In one study, researchers asked women how they thought they would react if a male interviewer asked questions such as "Are you wearing a bra?". The women anticipated they would report the interviewer for harassment.
In fact, when the researchers then asked such inappropriate questions, it turned out, the women did nothing of the kind. Instead of anger, their overriding emotion was fear. “Anticipated behaviour did not mesh with actual behaviour”, the research concluded.
A usually assertive friend, well-read in feminist tracts, was surprised by her own reaction to being harassed — she kept quiet. She did not want to report the stream of lewd emails, texts, comments for fear of causing a fuss; she worried about whining when she only wanted to be known for her work.
To attract attention for the wrong things would be a career disaster, she reasoned. But also she blamed herself — she wondered if she had encouraged his behaviour. She confided in a female colleague who told her to ignore it. Another told her to put up and take it as a compliment.
Research has found that often women endure the situation, hoping it will go away, or they tell themselves it is not really important, that he did not mean it or that they must have encouraged it.
When cases come to light, those who have previously kept quiet might feel emboldened if there is safety in numbers. But they may also not even recognise persistent inappropriate advances as harassment.

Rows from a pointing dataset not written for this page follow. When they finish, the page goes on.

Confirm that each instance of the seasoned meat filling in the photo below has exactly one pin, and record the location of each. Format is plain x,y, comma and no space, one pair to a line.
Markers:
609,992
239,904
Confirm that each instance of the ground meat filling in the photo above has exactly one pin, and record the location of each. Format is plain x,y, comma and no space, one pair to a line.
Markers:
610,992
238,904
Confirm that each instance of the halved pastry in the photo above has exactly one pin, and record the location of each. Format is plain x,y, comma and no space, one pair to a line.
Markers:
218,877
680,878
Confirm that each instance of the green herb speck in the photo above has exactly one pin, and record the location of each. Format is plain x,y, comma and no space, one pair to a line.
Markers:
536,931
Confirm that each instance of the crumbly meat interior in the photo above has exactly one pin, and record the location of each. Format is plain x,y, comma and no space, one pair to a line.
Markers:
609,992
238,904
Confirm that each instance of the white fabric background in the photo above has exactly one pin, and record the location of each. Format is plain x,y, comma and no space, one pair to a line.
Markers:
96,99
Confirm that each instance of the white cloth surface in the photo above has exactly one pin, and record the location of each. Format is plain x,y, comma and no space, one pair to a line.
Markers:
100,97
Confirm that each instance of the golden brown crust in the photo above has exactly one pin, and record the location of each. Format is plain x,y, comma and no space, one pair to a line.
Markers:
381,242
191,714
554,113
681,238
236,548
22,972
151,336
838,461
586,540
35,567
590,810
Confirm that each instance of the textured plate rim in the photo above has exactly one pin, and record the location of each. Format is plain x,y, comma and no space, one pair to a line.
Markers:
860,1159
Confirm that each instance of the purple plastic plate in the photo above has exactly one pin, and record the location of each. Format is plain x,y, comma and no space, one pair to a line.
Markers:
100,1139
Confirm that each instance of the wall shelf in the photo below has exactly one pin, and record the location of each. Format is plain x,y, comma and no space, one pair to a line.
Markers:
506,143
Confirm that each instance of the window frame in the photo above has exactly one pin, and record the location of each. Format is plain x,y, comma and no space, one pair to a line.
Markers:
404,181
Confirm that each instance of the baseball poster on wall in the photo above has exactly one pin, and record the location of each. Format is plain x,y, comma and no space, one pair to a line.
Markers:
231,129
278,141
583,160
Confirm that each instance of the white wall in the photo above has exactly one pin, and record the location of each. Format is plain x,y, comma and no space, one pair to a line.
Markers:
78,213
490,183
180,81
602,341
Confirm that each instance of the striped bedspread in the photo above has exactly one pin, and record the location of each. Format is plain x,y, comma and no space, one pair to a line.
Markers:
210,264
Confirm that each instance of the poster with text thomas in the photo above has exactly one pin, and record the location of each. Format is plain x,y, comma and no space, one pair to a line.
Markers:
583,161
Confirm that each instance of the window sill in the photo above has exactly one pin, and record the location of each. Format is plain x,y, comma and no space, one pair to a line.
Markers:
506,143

Prof Magley has found that women do not necessarily label wandering hands or explicit comments about their appearance as harassment. This might be a coping mechanism, she posits.
“Women will say, this all happened to me but I haven’t been sexually harassed — if you don’t label it sexual harassment then you won’t report it."
But the outcomes are the same: "There is a negative effect on women who have been harassed, including a desire to quit their job.”
A few years ago, I spoke to a personal assistant about being sexually harassed by her chief executive boss. His modus operandi was to wait until everyone had left the office, then grope her. The only course of action, she felt, was to quit — so she did. Who would have believed her?
Today, perhaps, as more cases come to light, thanks to those stories coming out of Silicon Valley and the likes of Ms Judd, she may have felt more confident about speaking out.